Alexander Gietelink Oldenziel

MENTOR

Alexander likes to think about philosophical questions with a mathematical lens: 'What are abstractions and are they convergent'? What are good frameworks to think about minds and goal-directed behaviour? What are the atomic units of computation? How do symbols acquire meaning?
Alexander directs academic outreach at Timaeus, the singular learning theory alignment org, organizing a number of workshops on singular learning theory, computational mechanics and agent foundations in the context of AI alignment.

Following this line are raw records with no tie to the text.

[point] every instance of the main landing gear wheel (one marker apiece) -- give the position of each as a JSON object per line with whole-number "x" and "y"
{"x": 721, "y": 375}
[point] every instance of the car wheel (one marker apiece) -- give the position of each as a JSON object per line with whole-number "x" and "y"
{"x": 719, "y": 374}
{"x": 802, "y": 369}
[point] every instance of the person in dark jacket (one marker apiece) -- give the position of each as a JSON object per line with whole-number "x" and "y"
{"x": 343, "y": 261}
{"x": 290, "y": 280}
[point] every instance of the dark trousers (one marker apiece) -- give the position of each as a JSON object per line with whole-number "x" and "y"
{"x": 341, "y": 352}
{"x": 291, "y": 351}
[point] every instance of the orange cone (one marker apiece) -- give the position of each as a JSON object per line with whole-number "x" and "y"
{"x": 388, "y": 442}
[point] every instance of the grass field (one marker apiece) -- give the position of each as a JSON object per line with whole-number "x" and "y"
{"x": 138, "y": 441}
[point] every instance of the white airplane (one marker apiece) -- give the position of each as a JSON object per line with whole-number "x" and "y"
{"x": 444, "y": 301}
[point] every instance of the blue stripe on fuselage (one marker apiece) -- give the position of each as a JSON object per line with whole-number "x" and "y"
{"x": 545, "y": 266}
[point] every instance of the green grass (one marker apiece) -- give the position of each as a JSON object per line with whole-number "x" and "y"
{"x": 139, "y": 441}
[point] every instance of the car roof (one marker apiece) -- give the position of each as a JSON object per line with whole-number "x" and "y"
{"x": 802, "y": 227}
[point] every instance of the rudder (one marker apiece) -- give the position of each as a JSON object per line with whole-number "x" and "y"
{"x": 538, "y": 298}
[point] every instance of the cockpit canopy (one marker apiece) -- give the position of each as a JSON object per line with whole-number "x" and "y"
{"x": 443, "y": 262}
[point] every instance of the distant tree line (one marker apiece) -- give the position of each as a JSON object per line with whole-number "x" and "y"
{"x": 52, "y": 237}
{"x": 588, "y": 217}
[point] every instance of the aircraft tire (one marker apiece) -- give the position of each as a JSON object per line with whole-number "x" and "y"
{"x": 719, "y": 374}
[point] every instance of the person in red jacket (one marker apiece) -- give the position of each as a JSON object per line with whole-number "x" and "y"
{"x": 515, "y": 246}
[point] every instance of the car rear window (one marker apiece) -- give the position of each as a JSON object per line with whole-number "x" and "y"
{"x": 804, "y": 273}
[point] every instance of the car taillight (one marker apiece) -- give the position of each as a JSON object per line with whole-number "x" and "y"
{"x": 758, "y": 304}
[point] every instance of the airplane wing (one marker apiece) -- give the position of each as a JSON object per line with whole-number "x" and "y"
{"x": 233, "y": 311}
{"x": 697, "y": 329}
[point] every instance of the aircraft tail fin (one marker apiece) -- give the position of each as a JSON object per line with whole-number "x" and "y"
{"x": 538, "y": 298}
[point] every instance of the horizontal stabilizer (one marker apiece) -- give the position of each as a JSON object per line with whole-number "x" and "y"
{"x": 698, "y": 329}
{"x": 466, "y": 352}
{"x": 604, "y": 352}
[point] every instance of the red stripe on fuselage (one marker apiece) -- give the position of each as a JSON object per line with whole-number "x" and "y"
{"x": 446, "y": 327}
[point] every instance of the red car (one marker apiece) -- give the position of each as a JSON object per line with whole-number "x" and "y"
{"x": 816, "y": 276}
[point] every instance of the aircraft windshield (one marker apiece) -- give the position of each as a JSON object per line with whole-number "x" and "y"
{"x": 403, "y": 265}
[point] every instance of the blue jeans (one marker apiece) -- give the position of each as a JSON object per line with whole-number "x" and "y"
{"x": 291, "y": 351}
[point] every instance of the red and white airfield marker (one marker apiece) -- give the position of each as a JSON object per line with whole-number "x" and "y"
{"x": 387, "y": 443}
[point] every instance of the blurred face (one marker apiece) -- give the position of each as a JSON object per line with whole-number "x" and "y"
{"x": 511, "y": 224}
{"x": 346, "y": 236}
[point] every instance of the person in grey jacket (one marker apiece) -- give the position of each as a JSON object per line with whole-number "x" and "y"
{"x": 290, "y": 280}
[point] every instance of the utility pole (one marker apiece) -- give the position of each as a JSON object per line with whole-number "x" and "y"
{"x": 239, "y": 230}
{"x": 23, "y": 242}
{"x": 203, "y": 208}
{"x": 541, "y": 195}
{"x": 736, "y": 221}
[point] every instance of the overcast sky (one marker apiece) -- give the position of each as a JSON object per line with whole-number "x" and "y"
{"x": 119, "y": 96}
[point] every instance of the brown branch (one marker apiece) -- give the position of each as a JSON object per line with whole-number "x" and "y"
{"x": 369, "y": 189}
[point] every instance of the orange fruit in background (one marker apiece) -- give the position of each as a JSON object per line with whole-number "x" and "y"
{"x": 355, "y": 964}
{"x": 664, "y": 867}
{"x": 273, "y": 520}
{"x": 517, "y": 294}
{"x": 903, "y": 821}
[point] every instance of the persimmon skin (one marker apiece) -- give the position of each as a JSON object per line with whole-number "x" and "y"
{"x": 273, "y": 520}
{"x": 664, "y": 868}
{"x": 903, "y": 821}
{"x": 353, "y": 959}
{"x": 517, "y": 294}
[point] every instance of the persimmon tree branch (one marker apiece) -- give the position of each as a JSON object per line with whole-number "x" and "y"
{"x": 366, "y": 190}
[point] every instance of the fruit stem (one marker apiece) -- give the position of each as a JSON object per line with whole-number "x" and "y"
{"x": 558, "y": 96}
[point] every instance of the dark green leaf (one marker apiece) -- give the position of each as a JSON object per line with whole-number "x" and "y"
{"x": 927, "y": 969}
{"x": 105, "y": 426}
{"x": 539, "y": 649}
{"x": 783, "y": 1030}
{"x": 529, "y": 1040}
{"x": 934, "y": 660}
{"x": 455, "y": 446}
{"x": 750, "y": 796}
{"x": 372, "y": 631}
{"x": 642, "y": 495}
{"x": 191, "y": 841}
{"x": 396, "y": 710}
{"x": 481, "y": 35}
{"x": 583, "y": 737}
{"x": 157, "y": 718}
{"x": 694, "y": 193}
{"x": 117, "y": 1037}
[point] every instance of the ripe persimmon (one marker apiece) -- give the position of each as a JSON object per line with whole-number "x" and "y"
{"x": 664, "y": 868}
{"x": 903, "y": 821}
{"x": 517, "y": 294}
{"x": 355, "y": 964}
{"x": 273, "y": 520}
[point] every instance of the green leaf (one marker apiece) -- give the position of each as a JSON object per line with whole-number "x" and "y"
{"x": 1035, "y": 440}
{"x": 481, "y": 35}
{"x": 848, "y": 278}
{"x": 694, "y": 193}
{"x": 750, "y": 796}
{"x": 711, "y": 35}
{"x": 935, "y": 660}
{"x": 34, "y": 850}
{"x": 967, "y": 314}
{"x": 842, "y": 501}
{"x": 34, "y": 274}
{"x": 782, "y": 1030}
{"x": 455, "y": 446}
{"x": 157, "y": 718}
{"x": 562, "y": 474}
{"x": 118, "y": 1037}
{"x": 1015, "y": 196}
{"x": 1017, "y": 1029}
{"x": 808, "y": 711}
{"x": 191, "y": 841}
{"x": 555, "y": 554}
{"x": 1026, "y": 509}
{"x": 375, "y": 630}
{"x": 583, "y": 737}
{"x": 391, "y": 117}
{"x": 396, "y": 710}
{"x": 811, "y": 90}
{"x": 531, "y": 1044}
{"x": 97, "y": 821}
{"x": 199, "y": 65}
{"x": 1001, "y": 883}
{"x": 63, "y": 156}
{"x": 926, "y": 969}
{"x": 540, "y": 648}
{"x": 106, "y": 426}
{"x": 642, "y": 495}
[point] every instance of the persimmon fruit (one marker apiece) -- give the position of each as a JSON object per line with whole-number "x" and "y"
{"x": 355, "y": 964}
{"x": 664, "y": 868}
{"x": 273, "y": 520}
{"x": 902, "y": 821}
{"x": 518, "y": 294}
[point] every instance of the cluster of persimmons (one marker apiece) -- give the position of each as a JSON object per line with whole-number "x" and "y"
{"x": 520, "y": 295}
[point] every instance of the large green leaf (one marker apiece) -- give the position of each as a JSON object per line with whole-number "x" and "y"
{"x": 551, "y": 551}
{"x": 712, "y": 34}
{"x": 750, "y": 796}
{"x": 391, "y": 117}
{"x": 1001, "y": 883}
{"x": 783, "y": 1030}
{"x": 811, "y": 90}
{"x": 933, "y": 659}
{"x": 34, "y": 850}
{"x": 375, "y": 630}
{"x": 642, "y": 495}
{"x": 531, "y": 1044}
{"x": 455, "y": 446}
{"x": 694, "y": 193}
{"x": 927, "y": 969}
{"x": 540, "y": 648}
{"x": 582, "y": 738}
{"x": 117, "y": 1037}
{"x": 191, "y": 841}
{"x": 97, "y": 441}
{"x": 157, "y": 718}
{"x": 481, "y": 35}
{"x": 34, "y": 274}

He is also a sometimes PhD candidate at University College London working on theory of computation.

David A Dalrymple

David A. Dalrymple

MENTOR

David is the author of the Open Agency Architecture, an agenda for safe AI. Specific research directions within that include new forms of mild optimization, governance via bargaining solutions in policy-space, category-theoretic world-modeling, and using LLMs and diffusion models to accelerate probabilistic inference and symbolic model-checking. David is a Senior Research Scientist at Protocol Labs where he coinvented Filecoin and invented Hypercerts, until recently was a Research Fellow at Oxford FHI, and studied neuroscience at Harvard and AI at MIT.

Jan Kulveit

Jan Kulveit

MENTOR

Jan is a Research Fellow at the Future of Humanity Institute at the University of Oxford and a researcher at the Center for Theoretical Study in Prague.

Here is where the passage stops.